The Business Side of Coaching
Posted on December 22, 2015 by Ken Abrams, One of Thousands of Executive Coaches on Noomii.
Rate of return for coaching services and it's value.
Without a doubt, coaching is the hottest approach to enhancing the performance of people in an enterprise—whether it’s teams of coaches working with managers in a Fortune 500 company, transition coaching for new C-level executive hires, or coaches working with the owners of small businesses or sole proprietorships.
It is clear from the increasing acceptance and investment in coaching that we believe coaching works.
But how well does it work? And how hard is it to measure? In recent years, a couple of detailed, well-documented studies have put the return on investment (ROI) of major coaching engagements within Fortune 500 companies at between 600% and 700%, depending upon how improved retention was calculated.
But studies of this precision—funded by the corporate clients—are generally too costly to be a sustained way of assessing the business benefits of coaching—even at the level of large corporations. Moreover, the issue of the benefits of coaching is, if anything, even more relevant to small business. For many firms considering hiring a coach, the notion of funding a major study to assess the results is laughable, yet it is critical that they be able to associate the benefits they are deriving from their investment in coaching.

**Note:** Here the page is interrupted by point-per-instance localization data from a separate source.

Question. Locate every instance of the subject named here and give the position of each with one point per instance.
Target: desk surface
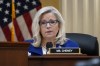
(58, 60)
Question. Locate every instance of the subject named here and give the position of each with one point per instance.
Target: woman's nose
(48, 25)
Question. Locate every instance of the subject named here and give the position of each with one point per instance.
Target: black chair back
(87, 43)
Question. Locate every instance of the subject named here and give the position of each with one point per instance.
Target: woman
(48, 26)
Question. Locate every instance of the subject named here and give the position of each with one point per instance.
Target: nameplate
(65, 51)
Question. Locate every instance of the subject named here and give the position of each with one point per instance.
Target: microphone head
(49, 45)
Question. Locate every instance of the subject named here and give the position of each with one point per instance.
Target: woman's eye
(43, 23)
(52, 22)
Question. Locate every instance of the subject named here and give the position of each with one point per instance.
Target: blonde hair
(36, 28)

The challenge of measuring the benefits of coaching often depends upon why the coach has been engaged in the first place. In some cases, the goal of a coaching engagement can be fairly easy to quantify—improving meeting management skills, for example. You can measure how many meetings start on time, how many end on time and survey meeting attendees as to the effectiveness of the meeting. With a little imagination, such measures could be converted to hard dollar savings or productivity increases and an actual ROI developed.
Often, however, the connection between the behavior and the result isn’t so clear. One of the biggest challenges in measuring coaching is that tangible, behavioral change is usually linked to intangible mindsets and beliefs. Effective measurement strategies require that we make those intangibles measurable.

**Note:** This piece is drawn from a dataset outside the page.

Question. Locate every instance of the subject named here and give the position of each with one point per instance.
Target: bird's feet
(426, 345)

Is it possible to capture all of those intangibles in some concrete, meaningful metric? The answer is generally, “No, not precisely.” However, there are techniques that can be used to evaluate the effectiveness of coaching and often to achieve a realistic estimate of the ROI. More importantly, setting up an evaluation process up front not only helps set performance expectations, but it can also make the coaching more effective.
For example, coaching can be refocused to deal with issues or to ensure that business priorities will be met. In this way, the evaluation of coaching becomes more than just a measuring stick—it becomes a key approach to deepen the business value of coaching.
For large firms, coaching consultancy MetrixGlobal suggests seven critical steps for measuring ROI from a coaching engagement:
1. Set objectives for the engagement that are specific, measurable, achievable, realistic and time bound. Establish a performance benchmark from existing appraisals and reviews.
2. Ensure that coaching objectives flow from overall project and/or business objectives.
3. Communicate the methodology for measuring the monetary value of the coaching program before the program begins.
4. Identify the opportunity costs of the client’s time for participating in coaching.
5. Capture the monetary value of the coaching in tandem with the intangible value.
6. Validate the calculation with the managers being coached.
7. Communicate the results of the coaching program to key stakeholders.
Smaller firms, on the other hand, often cannot spend the time and effort to achieve the same level of measurement precision. In that case, there are several steps they can take to come up with quantifiable measures, if not quite ROI metrics. Among them are: 360-degree surveys, climate surveys within the organization, employee performance metrics and customer surveys.
However, such broad measures can be disconnected from the effect of specific behavior changes that the coach and the executive are addressing. The challenge is to figure out the connections between the executive’s behavior and the behavior of the organization. Lore International Institute’s Bacon suggests these possibilities: improvements in productivity, reductions in absenteeism and employee turnover, reductions in cycle time, improvements in quality and/or reduction in waste, increased customer satisfaction, and increased value of the opportunity pipeline.
Though challenging, the business effectiveness of coaching can be measured, or at least closely approximated. And if coaching is to prove its worth, it ultimately must stand up to the same test as any other investment in the business.